R package installation
Objectives
-
Learn how to run R efficiently on Tufts HPC using both graphical and command-line interfaces.
-
Understand R package management, including installation and configuration on the HPC environment.
-
Develop skills to run R scripts in batch mode, submit jobs to the queue, and manage multiple jobs effectively.
How to run R on Tufts HPC
1. Open OnDemand Rstudio app
1.1 Log in to Open OnDemand with your UTLN
https://ondemand.pax.tufts.edu/
1.2 You will see RStudio Pax
under Interactive Apps
and other topic-specific Rstudio apps under Bioinformatics Apps
1.3 Fill in the parameters according to your needs.
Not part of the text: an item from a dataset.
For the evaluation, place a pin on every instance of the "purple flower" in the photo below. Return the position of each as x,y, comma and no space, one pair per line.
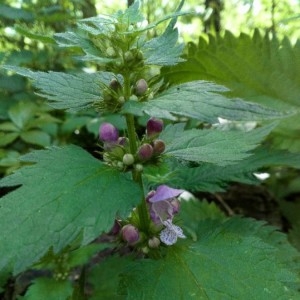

You can start with default value.
1.4 Launch the job.
2. Command line interface
2.1 Make sure you are on the compute mode
srun -p interactive -n 1 --time=02:00:00 --mem 4g --pty bash
2.2 Load R modules
module load R/4.4.0
2.3 Launch R interactive session
R
R package installation
Pre-installed R packages
To provide convenience to users, we pre-installed many commonly used R packages used in bioinformatics analysis. Before you try to install packages, load the module for R, start R and check if the package is already installed.
library(packageName)
Get the list of installed R packages
installed.packages()
Install R packages
install.packages("packageName")
Rstudio
.libPaths()
This shows the folder where the packages are installed.
> .libPaths()
[1] "/cluster/home/xli37/R/x86_64-pc-linux-gnu-library/4.4"
Since we have limited storage under home directory. We suggest to change the libpath to folder under lab storage or research projects.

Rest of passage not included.